Winter Homestead Preparations ~ A Few Tricks of The Trade

As winter fast approaches, the wise homesteader prepares. Having lived all my life in the frigid north, I have learned a thing or two about the realities of winter and the brutal war she can wage against man and beast. After 40 some odd years, I have found few things that make life more bearable and may just give you the upper hand in the battle against old man winter.

Stock Tank Heaters

Something as simple as a stock tank heater can save lots of time and aggravation. No one enjoys spending time, several times a day, breaking the ice on water tanks with an axe. Its hard work, you get yourself wet, and you risk cracking the tank. You also, slowly but surely, lose tank capacity as the ice on the sides builds up. This little add on is well worth the investment.

A Salamander

Here where I farm, a salamander type space heater is a must have tool. Ours runs on fuel oil, but you can choose the best fuel type for your needs. I have 125,000 BTU model and wouldn’t trade it for the world. When pipes get frozen this little beast can thaw them fast! When you have to work on something in the shop, this unit can heat the space to temperature above freezing. When the fuel system on a diesel tractor gels up I use a tarp and this unit to warm the machine up and liquefy the fuel again. When its -30 and all the water lines and drinking cups in the heifer barn freeze, I can run this heater for a few hours and make it like the Bahamas in there! After working outdoors for hours in minus temperatures I often sit in front of this thing on a 5 gallon pail and thaw myself out. This is some of the best money you could ever spend if you farm or homestead in the north.

Block Heaters

If you have a diesel tractor, an engine block heater will save you much grief. I prefer a “circulating tank style” heater. These simple little tools will save you a lot of time and misery. No more running the battery down cranking that engine, hoping that it will start.

Fuel Treatment

Any engines that need to be started in the winter should have their fuel tanks full and treated. Half full tanks will have condensation and lead to frozen lines and plugged up filters. All gas engines should have fuel treated with dry gas.

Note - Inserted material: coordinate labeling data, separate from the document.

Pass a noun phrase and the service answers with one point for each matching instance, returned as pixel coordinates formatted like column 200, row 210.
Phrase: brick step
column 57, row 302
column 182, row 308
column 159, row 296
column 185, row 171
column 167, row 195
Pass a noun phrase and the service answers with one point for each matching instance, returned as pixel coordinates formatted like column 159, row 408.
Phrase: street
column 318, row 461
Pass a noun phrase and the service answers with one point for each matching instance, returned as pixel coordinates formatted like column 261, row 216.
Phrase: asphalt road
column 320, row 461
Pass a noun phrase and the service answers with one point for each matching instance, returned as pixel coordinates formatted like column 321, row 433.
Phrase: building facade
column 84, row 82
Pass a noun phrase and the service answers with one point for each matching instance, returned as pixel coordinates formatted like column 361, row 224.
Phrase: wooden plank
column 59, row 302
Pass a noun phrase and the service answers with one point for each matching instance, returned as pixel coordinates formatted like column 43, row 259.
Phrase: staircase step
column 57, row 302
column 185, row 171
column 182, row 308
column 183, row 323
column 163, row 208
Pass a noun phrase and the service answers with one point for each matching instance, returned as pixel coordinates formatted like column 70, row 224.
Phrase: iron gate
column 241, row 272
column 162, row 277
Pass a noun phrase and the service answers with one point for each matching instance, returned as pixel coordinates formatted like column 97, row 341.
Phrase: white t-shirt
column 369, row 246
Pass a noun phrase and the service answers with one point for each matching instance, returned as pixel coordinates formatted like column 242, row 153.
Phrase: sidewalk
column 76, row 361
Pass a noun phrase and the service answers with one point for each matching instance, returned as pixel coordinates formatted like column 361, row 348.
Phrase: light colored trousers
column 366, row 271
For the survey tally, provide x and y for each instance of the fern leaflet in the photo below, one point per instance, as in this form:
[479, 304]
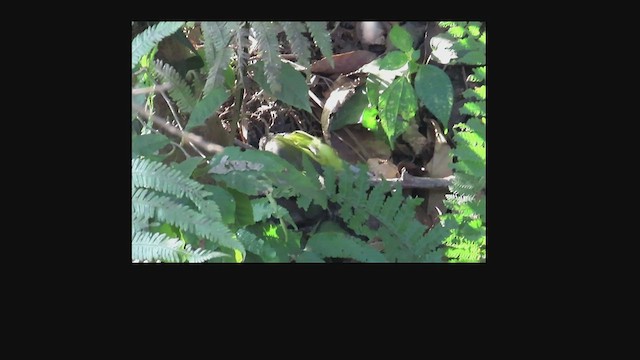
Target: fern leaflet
[145, 41]
[268, 46]
[299, 43]
[179, 91]
[152, 247]
[322, 39]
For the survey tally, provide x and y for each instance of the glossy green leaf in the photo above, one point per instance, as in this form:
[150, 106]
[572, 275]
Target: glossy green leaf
[401, 38]
[207, 107]
[435, 90]
[294, 90]
[474, 58]
[398, 99]
[394, 60]
[148, 145]
[369, 118]
[351, 110]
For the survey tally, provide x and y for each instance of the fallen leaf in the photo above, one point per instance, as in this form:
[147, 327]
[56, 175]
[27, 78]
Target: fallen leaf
[344, 63]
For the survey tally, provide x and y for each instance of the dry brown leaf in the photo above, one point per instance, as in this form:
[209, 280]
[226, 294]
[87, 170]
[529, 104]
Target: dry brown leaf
[344, 63]
[438, 167]
[413, 136]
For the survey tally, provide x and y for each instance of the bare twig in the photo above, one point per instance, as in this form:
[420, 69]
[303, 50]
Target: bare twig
[151, 89]
[172, 130]
[409, 181]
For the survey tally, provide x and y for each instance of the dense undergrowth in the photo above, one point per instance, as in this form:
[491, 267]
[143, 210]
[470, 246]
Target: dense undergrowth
[237, 204]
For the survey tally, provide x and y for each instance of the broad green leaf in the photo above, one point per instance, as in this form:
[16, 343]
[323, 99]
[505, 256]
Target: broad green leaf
[415, 55]
[148, 145]
[479, 74]
[187, 166]
[351, 110]
[442, 48]
[226, 202]
[207, 107]
[369, 118]
[294, 90]
[341, 245]
[394, 60]
[435, 90]
[398, 99]
[479, 93]
[401, 38]
[474, 108]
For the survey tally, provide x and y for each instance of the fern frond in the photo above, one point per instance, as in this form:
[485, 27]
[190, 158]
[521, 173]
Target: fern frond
[151, 204]
[179, 91]
[267, 42]
[400, 232]
[299, 43]
[145, 41]
[151, 247]
[340, 245]
[257, 246]
[322, 39]
[217, 36]
[155, 175]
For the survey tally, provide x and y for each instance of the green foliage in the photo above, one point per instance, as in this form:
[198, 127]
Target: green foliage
[160, 193]
[361, 205]
[293, 89]
[217, 36]
[238, 216]
[179, 91]
[399, 99]
[463, 43]
[148, 39]
[341, 245]
[435, 91]
[322, 39]
[156, 247]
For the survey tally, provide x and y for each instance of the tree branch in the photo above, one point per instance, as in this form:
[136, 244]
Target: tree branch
[172, 130]
[409, 181]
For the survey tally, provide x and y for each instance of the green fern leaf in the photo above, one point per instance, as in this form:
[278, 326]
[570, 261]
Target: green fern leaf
[322, 39]
[403, 236]
[266, 35]
[154, 205]
[151, 247]
[299, 43]
[180, 91]
[340, 245]
[257, 246]
[158, 176]
[217, 36]
[148, 39]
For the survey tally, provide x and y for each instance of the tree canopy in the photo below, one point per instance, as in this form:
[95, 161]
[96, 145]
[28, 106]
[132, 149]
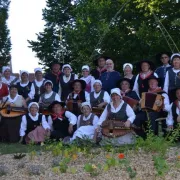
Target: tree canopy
[5, 43]
[125, 30]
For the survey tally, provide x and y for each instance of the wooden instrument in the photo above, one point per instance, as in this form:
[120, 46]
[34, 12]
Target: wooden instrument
[97, 111]
[132, 102]
[152, 101]
[116, 128]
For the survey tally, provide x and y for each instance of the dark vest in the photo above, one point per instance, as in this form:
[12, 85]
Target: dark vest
[87, 122]
[47, 102]
[24, 91]
[174, 80]
[38, 91]
[31, 125]
[61, 125]
[120, 115]
[95, 101]
[66, 87]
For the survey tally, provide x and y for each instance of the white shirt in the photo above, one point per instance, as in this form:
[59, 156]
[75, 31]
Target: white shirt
[23, 127]
[166, 82]
[48, 95]
[71, 118]
[136, 86]
[95, 120]
[66, 80]
[89, 79]
[129, 112]
[169, 119]
[106, 96]
[8, 82]
[32, 89]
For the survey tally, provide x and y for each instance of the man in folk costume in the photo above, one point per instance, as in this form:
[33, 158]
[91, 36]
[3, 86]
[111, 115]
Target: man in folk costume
[86, 124]
[164, 57]
[87, 78]
[8, 78]
[61, 121]
[164, 105]
[120, 111]
[99, 98]
[100, 63]
[173, 117]
[3, 89]
[172, 79]
[25, 87]
[77, 96]
[38, 84]
[65, 81]
[48, 96]
[145, 69]
[34, 126]
[54, 75]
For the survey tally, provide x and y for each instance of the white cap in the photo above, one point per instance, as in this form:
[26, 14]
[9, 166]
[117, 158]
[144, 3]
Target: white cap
[85, 104]
[127, 64]
[24, 71]
[30, 104]
[66, 65]
[4, 68]
[85, 67]
[116, 91]
[37, 69]
[175, 54]
[48, 81]
[97, 81]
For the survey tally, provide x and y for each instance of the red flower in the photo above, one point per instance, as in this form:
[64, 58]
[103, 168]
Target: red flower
[121, 156]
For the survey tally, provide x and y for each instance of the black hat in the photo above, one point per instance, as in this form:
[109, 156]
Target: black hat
[124, 79]
[83, 83]
[54, 103]
[138, 65]
[158, 56]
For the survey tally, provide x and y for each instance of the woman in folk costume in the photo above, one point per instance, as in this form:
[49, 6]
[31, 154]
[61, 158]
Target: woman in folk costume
[11, 123]
[86, 124]
[65, 81]
[164, 57]
[7, 77]
[25, 87]
[99, 98]
[128, 68]
[48, 96]
[118, 110]
[87, 78]
[125, 85]
[173, 117]
[100, 63]
[3, 89]
[77, 96]
[34, 126]
[38, 84]
[145, 69]
[142, 118]
[54, 75]
[110, 77]
[61, 121]
[172, 79]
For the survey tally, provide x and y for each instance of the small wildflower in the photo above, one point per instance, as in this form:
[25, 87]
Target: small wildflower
[121, 156]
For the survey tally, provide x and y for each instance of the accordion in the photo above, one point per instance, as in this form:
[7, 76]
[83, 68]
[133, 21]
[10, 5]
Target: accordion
[115, 128]
[152, 101]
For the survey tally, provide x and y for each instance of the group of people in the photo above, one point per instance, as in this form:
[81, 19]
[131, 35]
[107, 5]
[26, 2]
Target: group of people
[62, 106]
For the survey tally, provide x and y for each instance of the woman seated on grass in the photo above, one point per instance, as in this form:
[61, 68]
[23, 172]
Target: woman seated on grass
[62, 122]
[34, 126]
[86, 124]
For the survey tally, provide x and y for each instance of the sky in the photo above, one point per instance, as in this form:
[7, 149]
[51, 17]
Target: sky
[25, 19]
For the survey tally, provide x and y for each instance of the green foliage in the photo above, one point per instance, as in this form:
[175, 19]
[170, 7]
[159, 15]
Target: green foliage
[5, 43]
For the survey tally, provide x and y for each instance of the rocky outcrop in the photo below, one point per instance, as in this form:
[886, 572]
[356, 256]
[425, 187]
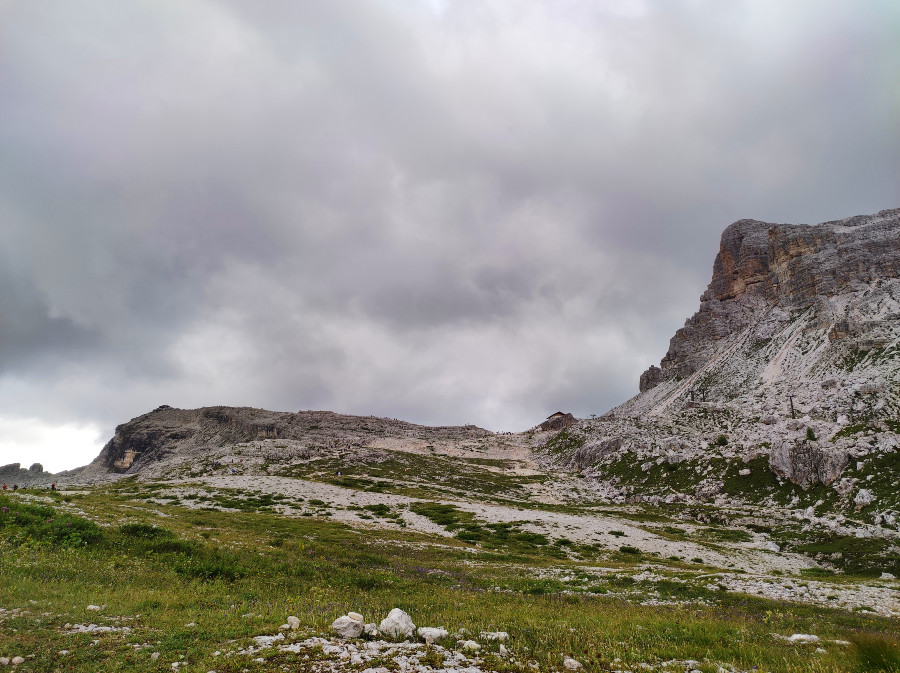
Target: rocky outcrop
[558, 421]
[14, 473]
[761, 265]
[806, 464]
[166, 431]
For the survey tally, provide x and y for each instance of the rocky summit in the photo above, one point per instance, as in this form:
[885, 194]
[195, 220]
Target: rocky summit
[740, 513]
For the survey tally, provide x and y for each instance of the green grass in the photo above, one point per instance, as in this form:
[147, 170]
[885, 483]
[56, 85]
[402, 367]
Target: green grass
[157, 574]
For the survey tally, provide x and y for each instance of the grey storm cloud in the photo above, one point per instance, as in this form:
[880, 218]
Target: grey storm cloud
[443, 211]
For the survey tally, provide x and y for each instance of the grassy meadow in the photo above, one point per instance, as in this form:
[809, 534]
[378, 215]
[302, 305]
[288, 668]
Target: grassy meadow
[188, 583]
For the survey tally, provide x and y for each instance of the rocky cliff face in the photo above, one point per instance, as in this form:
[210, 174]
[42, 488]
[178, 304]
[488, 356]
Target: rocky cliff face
[165, 431]
[761, 266]
[783, 386]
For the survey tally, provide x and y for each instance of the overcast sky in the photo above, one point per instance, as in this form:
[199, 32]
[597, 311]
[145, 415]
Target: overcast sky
[442, 211]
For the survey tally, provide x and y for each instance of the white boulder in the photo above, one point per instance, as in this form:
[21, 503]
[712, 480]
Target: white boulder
[346, 628]
[397, 624]
[803, 638]
[863, 497]
[432, 634]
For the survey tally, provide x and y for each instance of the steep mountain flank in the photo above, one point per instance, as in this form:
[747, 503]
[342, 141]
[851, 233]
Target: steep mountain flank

All diesel fuel should be treated with anti-gel conditioner. Always have a bottle of Diesel 911 on hand. This treatment can de-gel fuel when you can’t get the salamander to the engine.

Heat Tape

If you have livestock, you need water. You can melt snow or haul water for the house but keeping livestock watered means you need to keep the plumbing thawed. In areas where freezing is a problem, heat tape will keep it thawed and running as long as you have electricity to run it.

Proper Winter Clothing

If you spend lots of time outdoors, you owe it to yourself to have the proper clothing. Having farmed in northern NY and trapped in Alaska where I worked outdoors when it was -60 F, I have learned how to dress warm. The first rule is to dress in layers. The second rule is to be smart enough to take layers off when you start to sweat. Always have several pairs of gloves on your person, so they can be changed out when they get wet. When I am on the tractor or otherwise not needing my fingers, these are my choice for covering my hands. Wool socks are a must have item for keeping your feet warm. When I was an Alaskan trapper, “Bunny Boots” were my footwear of choice. They are the warmest boot ever made. In the lower 48 the these boots are my favorite. They are very warm and a little easier to walk in.

Winter can be hard on homesteaders and many a greenhorn has quit after his first one was a bad one. These simple tips, if you choose to try them, will give you a better than average chance of coming into spring with your sanity still intact.